Then, attached to the container a small hose with a hand pump (one of those small squeeze pumps) to pump oil from the container again back to the chain. This way one can pour continuously oil over and over the chain and easily clean with a small brush.
Add a couple of triangles to raise up the rear wheel so it can freely spin.
Sell this tool to every workshop and to all bikers, I would be the first interested in cleaning my chain in just 15 minutes without spills and with a efficient tool.”
Editor’s Reply: Actually, you can clean your chain in a lot less than 15 minutes and the Chain Drain is useful for collecting all the dripping residue, I still use it all the time and never found a need for a filter or anything in the collection canister.

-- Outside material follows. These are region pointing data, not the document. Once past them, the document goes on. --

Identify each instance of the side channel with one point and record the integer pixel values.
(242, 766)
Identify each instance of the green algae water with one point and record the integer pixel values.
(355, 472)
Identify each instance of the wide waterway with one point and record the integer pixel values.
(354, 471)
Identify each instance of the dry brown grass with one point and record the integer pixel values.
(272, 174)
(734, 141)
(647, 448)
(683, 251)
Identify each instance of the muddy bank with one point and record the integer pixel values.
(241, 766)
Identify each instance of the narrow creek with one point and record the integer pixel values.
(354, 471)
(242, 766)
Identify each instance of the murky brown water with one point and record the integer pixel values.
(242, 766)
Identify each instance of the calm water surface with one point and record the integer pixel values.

From “C.C.” (9/08): “I ran across this item when I was purchasing some of the Soy based cleaner you reviewed earlier and decided to pick it up as well. Well I haven’t used it to clean my chain yet, but I have found it is handy with oil changes.
I wish the reservoir was a little larger, but it was just big enough to hold a single oil change in my bike.
I even find it handy when just oiling my chain as it keeps any excess lube from dripping on the garage floor. I love tools with multiple uses as it frees up room in the garage for even more gadgets and this one fits that description.”
Editor’s Reply: Great idea! I wouldn’t think it would be too hard for Chain Drain to make a funnel-like attachment that screws into the flexible spout?